A Camera-Trapping Trophy, But Blurry

 Continuing the narrative that started here and was continued here.

Some other animals came to the spring in late May, before it dried up.There was this red fox and two kits —the one at left is drinking.
Red fox family in the early dawn.
A wild turkey passed by the camera.
Wild turkey hen
Even a domestic dog —I suspect that it came up by an easier route than we do, from a small horse ranch about half a mile away. To reach the bowl from that ranch is easier than the route we must follow.

Once when I was hunting up there a few years ago, I saw a black-and-white farm collie trotting purposefully down in the direction of that ranch.

This dog missed meeting up with the rattlesnake.
And then there was this one, early in the morning on May 20th. If only it had slowed down a little for a sharper image!

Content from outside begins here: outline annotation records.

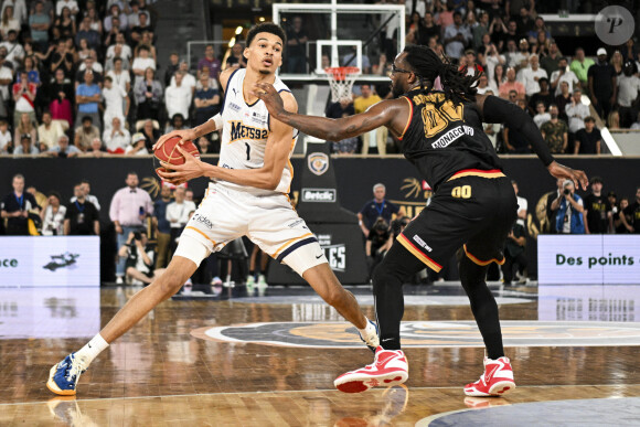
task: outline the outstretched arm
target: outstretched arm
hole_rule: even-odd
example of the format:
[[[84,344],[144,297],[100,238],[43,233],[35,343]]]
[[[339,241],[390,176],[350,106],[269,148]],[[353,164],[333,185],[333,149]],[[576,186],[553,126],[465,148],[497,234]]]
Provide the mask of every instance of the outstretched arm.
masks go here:
[[[574,181],[576,188],[582,184],[586,190],[589,180],[584,171],[574,170],[559,164],[551,154],[546,142],[535,122],[523,109],[495,96],[476,95],[476,104],[480,109],[483,121],[490,124],[505,124],[510,129],[519,130],[530,143],[533,151],[544,163],[548,173],[554,178],[564,178]]]
[[[287,110],[296,111],[298,109],[296,99],[291,95],[287,96],[285,106]],[[280,121],[273,122],[265,148],[264,166],[256,169],[220,168],[194,158],[178,146],[179,151],[185,158],[184,164],[175,166],[161,162],[164,168],[172,169],[174,172],[158,171],[158,174],[173,184],[181,184],[199,177],[207,177],[239,185],[275,190],[282,178],[282,171],[291,150],[292,137],[294,129],[290,126]]]
[[[356,137],[381,126],[386,126],[396,136],[401,136],[408,119],[408,103],[403,99],[383,100],[365,113],[330,119],[287,111],[280,94],[269,84],[256,84],[254,95],[265,103],[273,118],[299,129],[302,134],[329,141]],[[402,127],[398,116],[404,116],[405,119]]]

I have always figured that to catch a mountain lion with the scout camera was a sort of Holy Grail. Now I will have to adjust my goal to a good image of a mountain lion — or else Holy Grail #2, which is a ringtail.

June 11, 2012

Gray Fox in Daylight

Click to embiggen.
I get a lot of nocturnal pictures of gray foxes on the scout cameras, but this was a rarer shot—a fox moving through the woods in mid-morning on May 31st.

May 22, 2012

Unexplained Camera Trapping

Bearly there.

Glow-in-the-dark deer.
Fox Mulder pursued by mysterious globes.

The truth is out there.

July 22, 2011

Like a Fox in the Headlights

I mentioned how M. and I recently bought some land adjacent to ours that included a peculiar cabin, of which more later.

The owners made some noises about selling the furniture and appliances separately, but we just sat tight, and in the end they walked away from it all—leaving the beds still made, food in the cupboards (but not in the refrigerator, thank heaven), clothing in the dresser drawers, etc.

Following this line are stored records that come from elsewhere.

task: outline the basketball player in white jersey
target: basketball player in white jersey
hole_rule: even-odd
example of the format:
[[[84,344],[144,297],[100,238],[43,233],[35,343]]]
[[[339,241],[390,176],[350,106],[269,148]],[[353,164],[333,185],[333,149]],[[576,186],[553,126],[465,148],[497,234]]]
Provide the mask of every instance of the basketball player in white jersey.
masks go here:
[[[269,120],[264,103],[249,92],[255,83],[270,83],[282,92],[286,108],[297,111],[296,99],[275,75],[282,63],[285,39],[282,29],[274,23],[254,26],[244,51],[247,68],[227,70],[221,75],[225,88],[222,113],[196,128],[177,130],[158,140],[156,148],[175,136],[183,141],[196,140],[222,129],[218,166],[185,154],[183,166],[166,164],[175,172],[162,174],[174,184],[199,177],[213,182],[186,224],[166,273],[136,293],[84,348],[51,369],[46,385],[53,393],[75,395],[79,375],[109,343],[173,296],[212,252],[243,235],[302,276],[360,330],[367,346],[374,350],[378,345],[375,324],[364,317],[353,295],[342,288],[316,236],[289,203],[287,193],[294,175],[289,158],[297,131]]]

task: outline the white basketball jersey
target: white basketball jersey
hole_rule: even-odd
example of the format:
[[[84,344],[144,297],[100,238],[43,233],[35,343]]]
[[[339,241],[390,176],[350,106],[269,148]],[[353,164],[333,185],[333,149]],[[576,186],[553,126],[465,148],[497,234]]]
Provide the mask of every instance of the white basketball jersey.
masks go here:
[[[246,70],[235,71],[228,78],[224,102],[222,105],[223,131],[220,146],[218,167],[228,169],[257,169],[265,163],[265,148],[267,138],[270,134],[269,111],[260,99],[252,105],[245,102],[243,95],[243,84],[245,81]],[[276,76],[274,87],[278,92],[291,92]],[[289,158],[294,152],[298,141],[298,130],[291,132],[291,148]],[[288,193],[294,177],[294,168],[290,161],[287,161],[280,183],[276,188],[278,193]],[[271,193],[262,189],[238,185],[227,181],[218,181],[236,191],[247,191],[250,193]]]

Taking some boxes of crackers and granola bars, some abandoned dry dog food, and some peanut butter and honey that we did not want, I decided to put it out in the woods—well away from any dwelling—and set up a camera.

The bears had been in the area—overturned basketball-sized rocks told the tale—so maybe they would find this bonanza.

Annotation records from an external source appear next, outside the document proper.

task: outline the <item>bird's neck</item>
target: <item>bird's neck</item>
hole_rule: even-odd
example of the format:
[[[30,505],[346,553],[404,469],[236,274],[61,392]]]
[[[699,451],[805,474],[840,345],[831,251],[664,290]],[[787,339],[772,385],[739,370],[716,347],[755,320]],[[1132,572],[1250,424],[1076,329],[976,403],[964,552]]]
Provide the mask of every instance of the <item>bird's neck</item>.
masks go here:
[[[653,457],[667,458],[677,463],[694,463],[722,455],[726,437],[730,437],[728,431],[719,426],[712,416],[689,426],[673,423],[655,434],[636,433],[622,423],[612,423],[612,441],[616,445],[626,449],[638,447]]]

But it was not the bears who came. Gray foxes got it all.

These photos were taken with the infrared flash, which also puts out red visible light. I like the second photo—the slow shutter makes it look as though one fox is dematerializing. (Click photo for slightly larger view.)

Since gray foxes are adept little omnivores, I expect that they enjoyed the granola bars, etc. and would have then gone on to looking for their next meals. This was a one-time feast that will not be repeated.

July 16, 2011

A Meeting on the Trail

Last Monday, M. and I bought some land adjacent to our home. It came with a sort-of cabin on it. There is a long story behind the purchase, almost twenty years' worth, so let me just say that I wish the cabin were not there—and perhaps some day it will not be.

Now that we own the land, I plan some year-around camera-trapping up there. This was my first sort-of good picture: a mule deer doe meets an immature gray fox on a game trail just before dawn two days ago.